In a recent statement, the Governor of SBV thoroughly asked banks to support maximumly customers who were affected by the disease, but not to lower credit standards, not to loosen lending conditions. This was a factor in creating a healthy and long-term foundation for the banking system and also a premiss to ensure macroeconomic stability for the whole economy. Because lowering credit standards, even only in one year, could cause bad debt to explode quickly and the economy had to take decades to handle. In fact, the bad debt ratio in Q1/2020 increased rapidly, forcing banks to increase by 50 percent to 70 percent of the provision.

Obviously, lowering credit standards was an impossible proposal; interest rates were currently not the biggest barrier of businesses. However, HoREA’s proposal, as well as the reply of many enterprises over the past time about difficulties in accessing the 300 trillion dong support package, also showed that the enterprises’ resilience was weakening, and policies to support businesses needed to be deployed faster.

It was a fact that commercial banks currently supported business, but their branches were under pressure on revenue and profit targets. Thus, they still seemed to delay the debt structure for businesses, or to slowly reduce lending rates. Besides, the procedure for capital disbursement was always complicated.

Hence, even when it was not possible to reduce 50 percent lending interest rate and to lower credit standards, it was necessary to reduce administrative procedures soon, thereby accelerate debt structure for businesses according to Circular 01/TT-NHNN. With tools such as Open market operation (OMO), refinancing, rediscounting, compulsory reserves, SBV must also quickly take part in, creating cheap capital to help commercial banks support the economy.

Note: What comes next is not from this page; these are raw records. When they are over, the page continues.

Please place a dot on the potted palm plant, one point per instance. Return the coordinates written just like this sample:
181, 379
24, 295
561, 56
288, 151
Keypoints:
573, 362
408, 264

Naturally, support for corporate recovery could not just depend on banks. Never before, the story of fiscal and monetary coordination had been as urgent as it was these days. In order to activate the economy, firstly, public investment had to be deployed faster, tax and social support packages should also be conducted urgently. On the other hand, businesses must also consider carefully when borrowing capital, because, though cheap loan, they still had to pay principal and interest. Thus, companies should loan only when there was a feasible project.